The main database module is located in database.py. You may obtain a dump of the database by running ./database.py dump.

To build all needed generated files that are not versioned, run build_data.sh.

Contents of additional data files

Some of the data (for the less populous slots) is included directly in the code database.py, but most of the data (e.g., stops and cities) is located in additional list files.

Resources used by public transport direction finders

The sources of the data that are loaded by the application are:

  • cities.expanded.txt – list of known cities and towns in the Czech Rep. (tab-separated: slot value name + possible surface forms separated by semicolons; lines starting with ‘#’ are ignored)
  • stops.expanded.txt – list of known stop names (same format)
  • cities_stops.tsv – “compatibility table”: lists compatible city-stops pairs, one entry per line (city and stop are separated by tabs). Only the primary stop and city names are used here.

The files cities.expanded.txt and stops.expanded.txt are generated from cities.txt and stops.txt using the expand_stops.py script (see documentation in the file itself; you need to have Morphodita Python bindings installed to successfully run this script). Please note that the surface forms in them are lowercased and do not include any punctuation (this can be obtained by setting the -l and -p parameters of the expand_stops.py script).
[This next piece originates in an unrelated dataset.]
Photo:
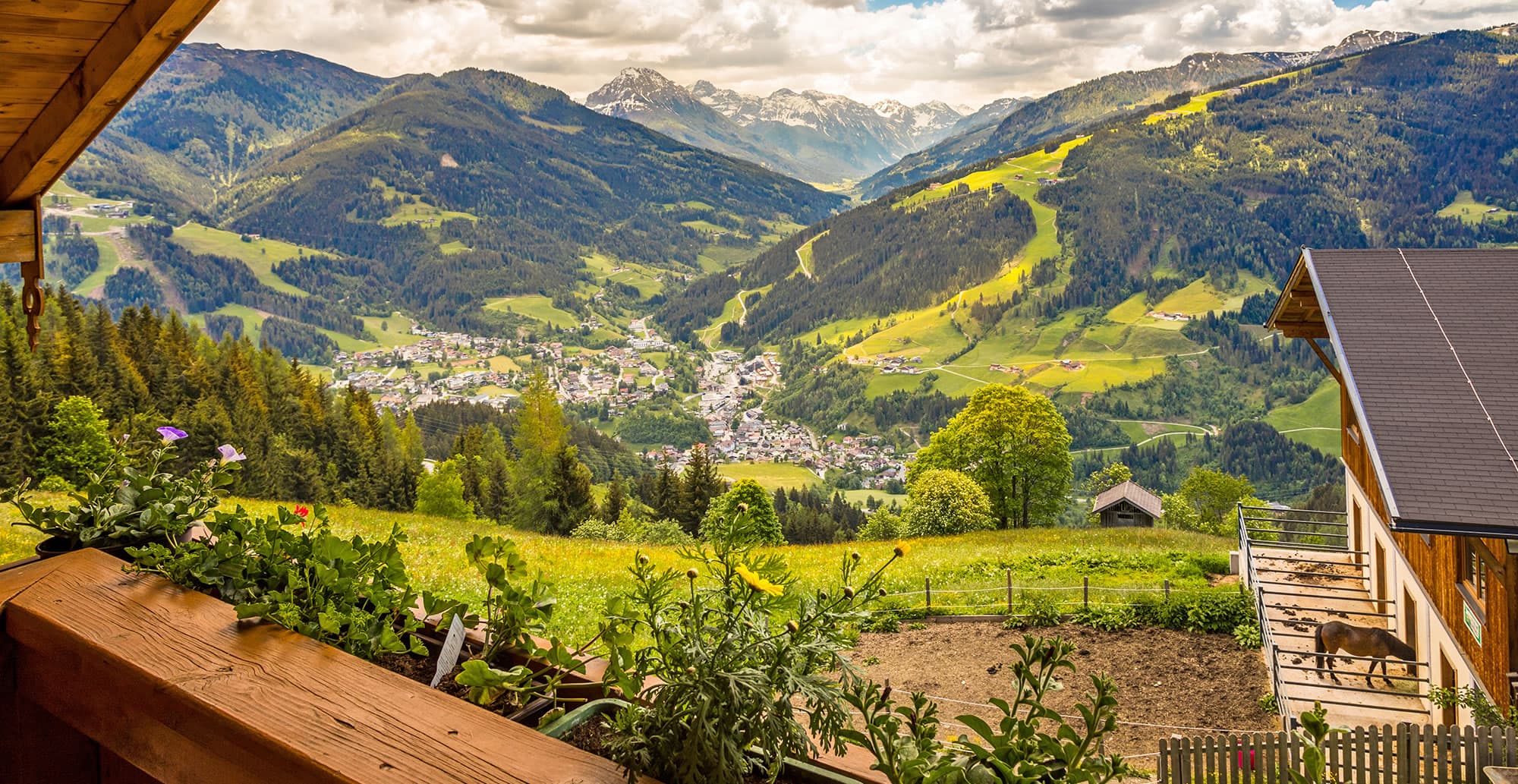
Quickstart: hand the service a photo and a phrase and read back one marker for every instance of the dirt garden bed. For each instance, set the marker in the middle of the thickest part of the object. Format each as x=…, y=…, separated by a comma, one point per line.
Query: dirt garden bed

Colloquial stop names’ variants that are added by hand are located in the stops-add.txt file and are appended to the stops.txt before performing the expansion.

Additional resources for the CRWS/IDOS directions finder

Since the CRWS/IDOS directions finder uses abbreviated stop names that need to be spelled out in ALEX, there is an additional resource file loaded by the system:

  • idos_map.tsv – a mapping from the slot value names (city + stop) to abbreviated CRWS/IDOS names (stop list + stop)

The convert_idos_stops.py script is used to expand all possible abreviations and produce a mapping from/to the original CRWS/IDOS stop names as they appear, e.g., at the IDOS portal .

Resources used by the weather information service

The weather service uses one additional file:

  • cities_locations.tsv – this file contains GPS locations of all cities in the Czech Republic.